3) Evolve $\Psi^1_1(x)$ with time.
$$\Psi^1_1(x,t) = \frac{1}{A}\left(\Psi^0_1(x)e^{-iE^0_1 t/\hbar} + \sum_{k\neq1} \Psi^0_k(x) \frac{\langle\Psi^0_k|H'|\Psi^0_1\rangle}{E^0_1 - E^0_k}e^{-iE^0_k t/\hbar}\right)$$
4) The probability at time T to find the particle in the first excited state is then $$|\langle\Psi^0_2|\Psi^1_1(T)\rangle|^2 = \left|\frac{1}{A}\frac{\langle\Psi^0_2|H'|\Psi^0_1\rangle}{E^0_1 - E^0_2}e^{-iE^0_2 T/\hbar}\right|^2$$
But now comes the important realization. If you compute $\langle\Psi^0_2|H'|\Psi^0_1\rangle$, you get a real answer (The wavefunctions are all sines and $H'$ is simply a constant). This implies that $$|\langle\Psi^0_2|\Psi^1_1(T)\rangle|^2 = \left|\frac{1}{A}\frac{\langle\Psi^0_2|H'|\Psi^0_1\rangle}{E^0_1 - E^0_2}\right|^2$$ i.e you get a time independant answer.
This is not really suprising as the perturbation was itself time-independant. The thing is, if I instead use time-dependant perturbation theory, the first-order correction is:
$$\langle\Psi^0_2|\Psi^1_1(T) \rangle = -\frac{i}{\hbar}\int_0^T e^{i(E^0_2-E^0_1)t'/\hbar}\langle\Psi^0_2|H'(t')|\Psi^0_1\rangle dt' = -\frac{i}{\hbar}\langle\Psi^0_2|H'|\Psi^0_1\rangle\int_0^T e^{i(E^0_2-E^0_1)t'/\hbar}dt' = -\frac{\langle\Psi^0_2|H'|\Psi^0_1\rangle}{E^0_2-E^0_1}(e^{i(E^0_2-E^0_1)T/\hbar}-1)$$
Hence $$|\langle\Psi^0_2|\Psi^1_1(T)\rangle|^2 = \left|\frac{\langle\Psi^0_2|H'|\Psi^0_1\rangle}{E^0_2-E^0_1}(e^{i(E^0_2-E^0_1)T/\hbar}-1)\right|^2$$ obviously has some time dependance.
So my questions are, why don't I get the same answer for both techniques?
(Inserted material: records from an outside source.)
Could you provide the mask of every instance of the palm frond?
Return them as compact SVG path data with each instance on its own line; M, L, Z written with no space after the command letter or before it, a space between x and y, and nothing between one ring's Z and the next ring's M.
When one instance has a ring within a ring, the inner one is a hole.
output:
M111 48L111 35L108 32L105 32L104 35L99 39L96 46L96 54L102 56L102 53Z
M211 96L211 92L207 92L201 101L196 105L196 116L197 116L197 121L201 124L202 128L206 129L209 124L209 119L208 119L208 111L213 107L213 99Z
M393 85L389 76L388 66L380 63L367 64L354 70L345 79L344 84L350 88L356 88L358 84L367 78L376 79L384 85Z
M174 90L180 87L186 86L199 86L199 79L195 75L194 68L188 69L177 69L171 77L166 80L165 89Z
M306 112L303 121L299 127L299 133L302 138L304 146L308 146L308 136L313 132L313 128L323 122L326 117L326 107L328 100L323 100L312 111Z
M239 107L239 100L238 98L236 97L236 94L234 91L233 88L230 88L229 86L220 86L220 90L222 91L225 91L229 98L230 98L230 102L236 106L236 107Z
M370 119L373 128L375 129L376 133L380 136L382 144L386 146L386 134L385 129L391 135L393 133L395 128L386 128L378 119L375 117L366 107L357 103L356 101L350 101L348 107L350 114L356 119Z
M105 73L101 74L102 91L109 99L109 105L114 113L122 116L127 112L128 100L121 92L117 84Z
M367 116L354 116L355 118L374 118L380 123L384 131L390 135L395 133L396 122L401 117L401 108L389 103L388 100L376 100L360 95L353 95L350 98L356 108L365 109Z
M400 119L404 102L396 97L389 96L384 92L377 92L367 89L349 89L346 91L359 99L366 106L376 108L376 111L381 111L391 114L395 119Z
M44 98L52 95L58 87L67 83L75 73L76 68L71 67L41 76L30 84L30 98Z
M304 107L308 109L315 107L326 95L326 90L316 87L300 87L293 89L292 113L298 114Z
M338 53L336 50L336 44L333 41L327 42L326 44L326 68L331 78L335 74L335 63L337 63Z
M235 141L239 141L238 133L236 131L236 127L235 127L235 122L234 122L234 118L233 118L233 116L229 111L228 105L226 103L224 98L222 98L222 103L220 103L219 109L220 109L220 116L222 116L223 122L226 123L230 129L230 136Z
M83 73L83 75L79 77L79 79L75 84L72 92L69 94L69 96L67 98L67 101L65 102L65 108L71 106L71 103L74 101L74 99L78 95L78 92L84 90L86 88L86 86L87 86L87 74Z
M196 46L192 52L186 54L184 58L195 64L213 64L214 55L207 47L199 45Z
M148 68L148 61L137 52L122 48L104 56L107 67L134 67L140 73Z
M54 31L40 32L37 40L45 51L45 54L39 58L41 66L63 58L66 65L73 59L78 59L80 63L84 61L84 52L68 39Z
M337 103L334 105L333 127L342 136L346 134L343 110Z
More importantly, how can one have time dependance and the other one does not have time dependance? Also, which technique yields the best approximation? I suspect time-independant perturbation is probably better, as if time-dependant was better, then there would really be no point in learning time-independant perturbation.